Unable to specify GPU usage in VLLM code
humza-sami opened this issue ยท 15 comments
I am facing difficulties in specifying GPU usage for different models for LLM inference pipeline using vLLM. Specifically, I have 4 RTX 4090 GPUs available, and I aim to run a LLM with a size of 42GB on 2 RTX 4090 GPUs (~48GB) and a separate model with a size of 22GB on 1 RTX 4090 GPU(`24GB).
This is my code for running 42GB model on two GPUs.
from vllm import LLM
llm = LLM(model_name, max_model_len=50, tensor_parallel_size=2)
output = llm.generate(text)
However, I haven't found a straightforward method within the VLLM library to specify which GPU should be used for each model.
You can specify the devices by using CUDA_VISIBLE_DEVICES
environment variable.
You can specify the devices by using
CUDA_VISIBLE_DEVICES
environment variable.
from vllm import LLM
import os
os.environ["CUDA_VISIBLE_DEVICES"] = "1,2"
llm_1 = LLM(llm_1_name,max_model_len=50,gpu_memory_utilization=0.9, tensor_parallel_size=2)
os.environ["CUDA_VISIBLE_DEVICES"] = "3"
llm_2 = LLM(llm_2_name,max_model_len=50,gpu_memory_utilization=0.9, tensor_parallel_size=1)
this still loads 2nd llm on 1 and 2 gpu and gives memory error
Try instantiate them in different script?
@simon-mo Separatly they work but my goal is to run two different LLMs.
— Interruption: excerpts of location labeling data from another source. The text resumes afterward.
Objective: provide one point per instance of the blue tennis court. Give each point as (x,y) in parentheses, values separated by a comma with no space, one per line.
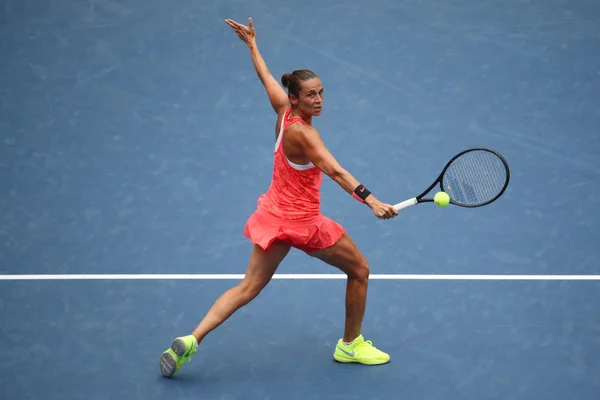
(135,138)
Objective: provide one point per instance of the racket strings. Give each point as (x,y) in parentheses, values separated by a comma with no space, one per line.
(475,177)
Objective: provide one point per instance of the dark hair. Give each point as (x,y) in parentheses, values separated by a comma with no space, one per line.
(292,81)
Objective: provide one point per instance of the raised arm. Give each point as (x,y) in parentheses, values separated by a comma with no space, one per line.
(319,155)
(277,95)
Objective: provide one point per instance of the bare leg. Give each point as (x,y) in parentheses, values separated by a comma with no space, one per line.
(261,267)
(346,256)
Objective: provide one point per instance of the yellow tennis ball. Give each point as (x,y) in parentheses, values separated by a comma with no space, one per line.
(441,199)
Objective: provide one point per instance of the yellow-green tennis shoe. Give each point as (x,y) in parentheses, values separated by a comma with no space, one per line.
(182,349)
(359,351)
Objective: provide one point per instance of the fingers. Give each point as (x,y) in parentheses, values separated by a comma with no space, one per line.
(386,212)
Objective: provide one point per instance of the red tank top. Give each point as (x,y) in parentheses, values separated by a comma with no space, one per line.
(294,192)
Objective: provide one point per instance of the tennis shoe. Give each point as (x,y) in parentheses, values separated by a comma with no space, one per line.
(359,351)
(182,349)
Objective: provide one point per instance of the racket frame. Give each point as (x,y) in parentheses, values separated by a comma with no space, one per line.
(439,180)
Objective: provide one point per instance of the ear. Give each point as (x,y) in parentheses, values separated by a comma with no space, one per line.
(293,99)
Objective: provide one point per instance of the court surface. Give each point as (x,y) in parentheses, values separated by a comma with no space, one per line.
(135,139)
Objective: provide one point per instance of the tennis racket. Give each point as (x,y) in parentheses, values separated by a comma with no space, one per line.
(472,178)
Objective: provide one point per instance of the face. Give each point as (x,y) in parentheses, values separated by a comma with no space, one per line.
(310,98)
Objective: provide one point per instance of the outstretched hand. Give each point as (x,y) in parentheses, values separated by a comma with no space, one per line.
(246,33)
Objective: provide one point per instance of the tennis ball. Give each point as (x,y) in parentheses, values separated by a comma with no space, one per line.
(441,199)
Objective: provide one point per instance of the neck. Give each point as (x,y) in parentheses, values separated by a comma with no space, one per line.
(297,113)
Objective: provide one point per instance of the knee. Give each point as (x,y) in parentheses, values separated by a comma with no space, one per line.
(361,270)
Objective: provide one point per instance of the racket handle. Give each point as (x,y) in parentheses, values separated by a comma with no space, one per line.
(406,203)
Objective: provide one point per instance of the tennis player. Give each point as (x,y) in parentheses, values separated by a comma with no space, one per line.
(288,215)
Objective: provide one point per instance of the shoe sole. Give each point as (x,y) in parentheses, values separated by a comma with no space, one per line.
(167,365)
(346,360)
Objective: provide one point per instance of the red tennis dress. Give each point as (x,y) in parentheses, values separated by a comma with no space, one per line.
(290,210)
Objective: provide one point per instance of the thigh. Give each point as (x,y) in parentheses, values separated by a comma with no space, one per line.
(264,263)
(344,254)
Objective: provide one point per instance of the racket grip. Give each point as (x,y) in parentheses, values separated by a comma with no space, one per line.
(406,203)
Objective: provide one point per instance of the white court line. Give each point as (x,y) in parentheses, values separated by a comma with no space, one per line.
(456,277)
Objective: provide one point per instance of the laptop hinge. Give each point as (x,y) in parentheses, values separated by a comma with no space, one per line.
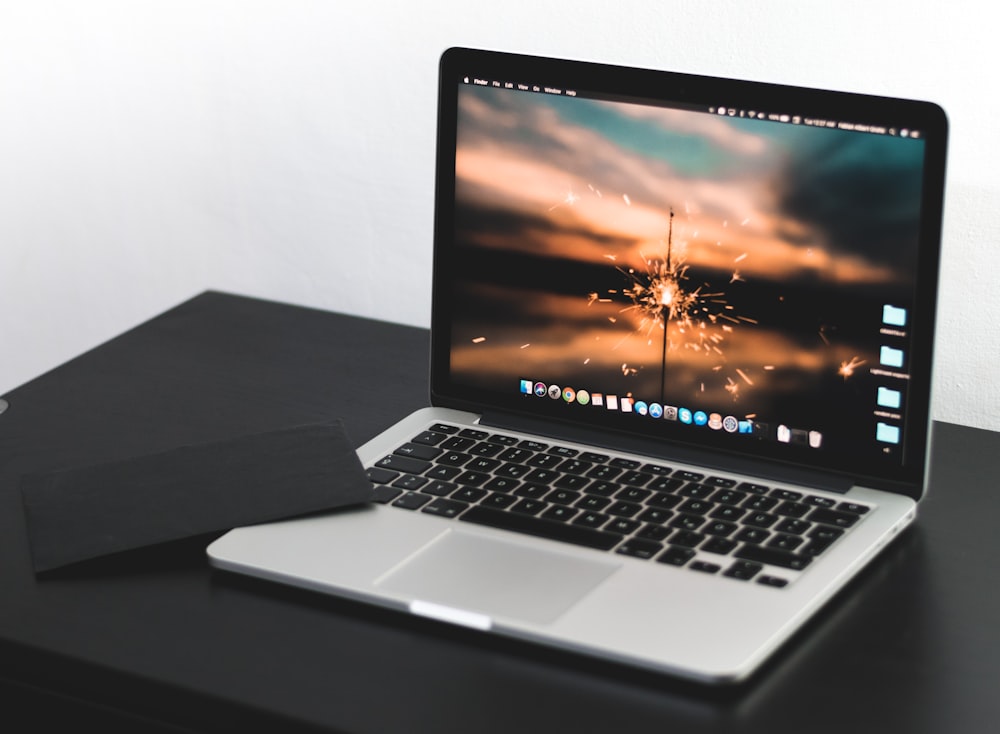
(666,451)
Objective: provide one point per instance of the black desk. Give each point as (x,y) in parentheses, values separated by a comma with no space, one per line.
(156,641)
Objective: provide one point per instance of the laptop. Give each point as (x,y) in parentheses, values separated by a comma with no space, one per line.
(680,374)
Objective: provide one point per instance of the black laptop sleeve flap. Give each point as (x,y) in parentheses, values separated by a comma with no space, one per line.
(84,513)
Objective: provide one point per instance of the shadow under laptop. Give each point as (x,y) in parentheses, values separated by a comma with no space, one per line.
(501,683)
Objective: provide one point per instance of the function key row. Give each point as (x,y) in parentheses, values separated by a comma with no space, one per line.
(598,466)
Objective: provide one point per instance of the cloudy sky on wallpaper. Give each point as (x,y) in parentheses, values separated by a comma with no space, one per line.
(585,227)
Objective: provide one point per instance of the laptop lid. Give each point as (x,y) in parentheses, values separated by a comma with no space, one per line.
(736,270)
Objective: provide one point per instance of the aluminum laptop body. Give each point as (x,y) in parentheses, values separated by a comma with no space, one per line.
(713,302)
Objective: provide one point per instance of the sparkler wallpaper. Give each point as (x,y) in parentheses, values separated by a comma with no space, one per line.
(720,263)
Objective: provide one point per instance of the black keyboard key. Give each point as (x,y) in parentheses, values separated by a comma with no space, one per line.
(533,445)
(773,557)
(793,509)
(786,494)
(772,581)
(409,481)
(657,470)
(696,491)
(563,497)
(533,491)
(727,513)
(688,476)
(853,507)
(486,449)
(563,451)
(761,504)
(743,570)
(453,458)
(604,472)
(572,481)
(430,438)
(687,538)
(793,527)
(469,494)
(593,503)
(833,517)
(664,501)
(696,507)
(785,542)
(381,476)
(442,472)
(722,546)
(590,519)
(445,508)
(457,443)
(621,508)
(545,461)
(528,506)
(560,513)
(625,463)
(720,528)
(676,556)
(384,494)
(575,466)
(439,489)
(569,533)
(687,522)
(499,501)
(654,532)
(655,515)
(472,478)
(602,488)
(517,455)
(633,494)
(753,535)
(513,471)
(639,548)
(418,451)
(760,520)
(622,525)
(635,478)
(412,501)
(501,484)
(404,464)
(501,439)
(705,567)
(665,484)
One LLM on 2 GPUs and Second LLM on 3rd GPU
from vllm import LLM
import os
os.environ["CUDA_VISIBLE_DEVICES"] = "0,1"
llm_1 = LLM(llm_1_name,max_model_len=50,gpu_memory_utilization=0.9, tensor_parallel_size=2)
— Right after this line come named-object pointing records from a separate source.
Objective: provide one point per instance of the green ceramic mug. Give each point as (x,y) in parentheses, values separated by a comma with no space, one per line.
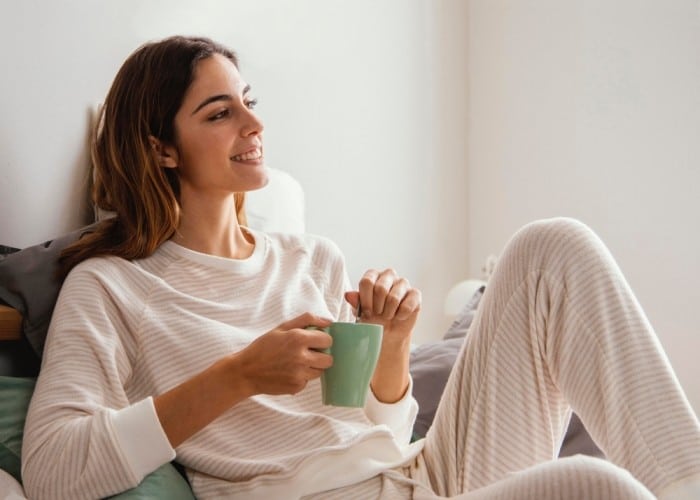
(355,352)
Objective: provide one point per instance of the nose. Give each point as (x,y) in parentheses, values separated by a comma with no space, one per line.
(253,124)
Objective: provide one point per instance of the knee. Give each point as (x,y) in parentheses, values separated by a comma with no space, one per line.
(603,479)
(558,236)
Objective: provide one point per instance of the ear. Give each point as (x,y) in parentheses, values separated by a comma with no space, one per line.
(166,154)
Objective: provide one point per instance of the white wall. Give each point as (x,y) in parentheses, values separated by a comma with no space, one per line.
(592,110)
(353,95)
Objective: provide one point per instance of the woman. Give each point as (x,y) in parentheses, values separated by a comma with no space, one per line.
(180,333)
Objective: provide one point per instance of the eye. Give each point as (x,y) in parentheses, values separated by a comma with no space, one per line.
(218,116)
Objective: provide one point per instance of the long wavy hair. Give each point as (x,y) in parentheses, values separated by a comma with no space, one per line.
(128,179)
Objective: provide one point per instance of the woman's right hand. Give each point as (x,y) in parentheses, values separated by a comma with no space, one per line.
(283,360)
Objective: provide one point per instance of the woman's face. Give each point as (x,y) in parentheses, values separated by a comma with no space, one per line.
(218,138)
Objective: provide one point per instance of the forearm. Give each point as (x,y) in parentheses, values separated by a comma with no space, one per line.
(391,377)
(189,407)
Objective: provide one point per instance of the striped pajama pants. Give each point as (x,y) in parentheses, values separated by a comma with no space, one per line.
(558,328)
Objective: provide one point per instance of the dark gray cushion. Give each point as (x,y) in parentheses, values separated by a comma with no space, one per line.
(431,363)
(28,283)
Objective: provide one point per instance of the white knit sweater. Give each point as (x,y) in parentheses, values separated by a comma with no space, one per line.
(123,332)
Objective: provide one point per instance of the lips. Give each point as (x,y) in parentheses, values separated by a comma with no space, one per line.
(253,154)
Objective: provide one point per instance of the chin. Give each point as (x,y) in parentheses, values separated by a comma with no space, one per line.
(257,179)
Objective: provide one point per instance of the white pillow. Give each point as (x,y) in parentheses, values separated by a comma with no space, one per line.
(277,207)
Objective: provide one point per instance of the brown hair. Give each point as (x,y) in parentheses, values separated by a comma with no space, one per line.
(128,179)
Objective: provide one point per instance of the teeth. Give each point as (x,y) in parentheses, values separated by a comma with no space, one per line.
(256,154)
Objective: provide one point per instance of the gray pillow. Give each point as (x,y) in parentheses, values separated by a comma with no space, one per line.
(28,283)
(431,363)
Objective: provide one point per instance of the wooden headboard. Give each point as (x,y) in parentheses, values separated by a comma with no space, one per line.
(10,323)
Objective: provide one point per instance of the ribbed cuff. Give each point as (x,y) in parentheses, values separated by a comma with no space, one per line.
(141,437)
(399,416)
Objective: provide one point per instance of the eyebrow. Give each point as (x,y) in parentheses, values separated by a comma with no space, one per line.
(219,97)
os.environ["CUDA_VISIBLE_DEVICES"] = ""
os.environ["CUDA_VISIBLE_DEVICES"] = "2"
llm_2 = LLM(llm_2_name,max_model_len=50,gpu_memory_utilization=0.9, tensor_parallel_size=1)
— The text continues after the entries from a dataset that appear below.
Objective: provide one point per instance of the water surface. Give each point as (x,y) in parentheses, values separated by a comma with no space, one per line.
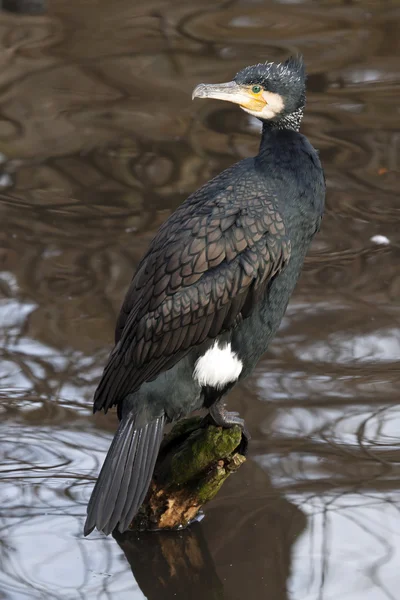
(100,142)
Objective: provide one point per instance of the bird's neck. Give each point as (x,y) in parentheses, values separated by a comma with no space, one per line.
(290,122)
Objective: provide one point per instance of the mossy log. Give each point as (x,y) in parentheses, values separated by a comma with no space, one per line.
(194,461)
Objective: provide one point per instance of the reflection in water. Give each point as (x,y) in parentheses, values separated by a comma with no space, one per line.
(99,142)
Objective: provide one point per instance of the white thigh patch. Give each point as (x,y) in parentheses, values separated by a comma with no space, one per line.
(217,367)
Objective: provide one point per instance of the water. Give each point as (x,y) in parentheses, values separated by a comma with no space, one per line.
(100,142)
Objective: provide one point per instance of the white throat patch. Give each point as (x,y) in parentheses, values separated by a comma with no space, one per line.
(217,367)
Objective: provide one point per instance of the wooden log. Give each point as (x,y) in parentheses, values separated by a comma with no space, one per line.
(194,461)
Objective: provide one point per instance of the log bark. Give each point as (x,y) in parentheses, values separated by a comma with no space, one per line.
(194,461)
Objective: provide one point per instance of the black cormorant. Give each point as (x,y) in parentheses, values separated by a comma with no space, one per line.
(211,291)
RuntimeError Traceback (most recent call last)
Cell In[11], line 3
1 os.environ["CUDA_VISIBLE_DEVICES"] = "2"
----> 3 llm_2 = LLM("codellama/CodeLlama-7b-Instruct-hf",max_model_len=4000,gpu_memory_utilization=0.9, tensor_parallel_size=1)File /usr/local/lib/python3.8/dist-packages/vllm/entrypoints/llm.py:109, in LLM.init(self, model, tokenizer, tokenizer_mode, trust_remote_code, tensor_parallel_size, dtype, quantization, revision, tokenizer_revision, seed, gpu_memory_utilization, swap_space, enforce_eager, max_context_len_to_capture, disable_custom_all_reduce, **kwargs)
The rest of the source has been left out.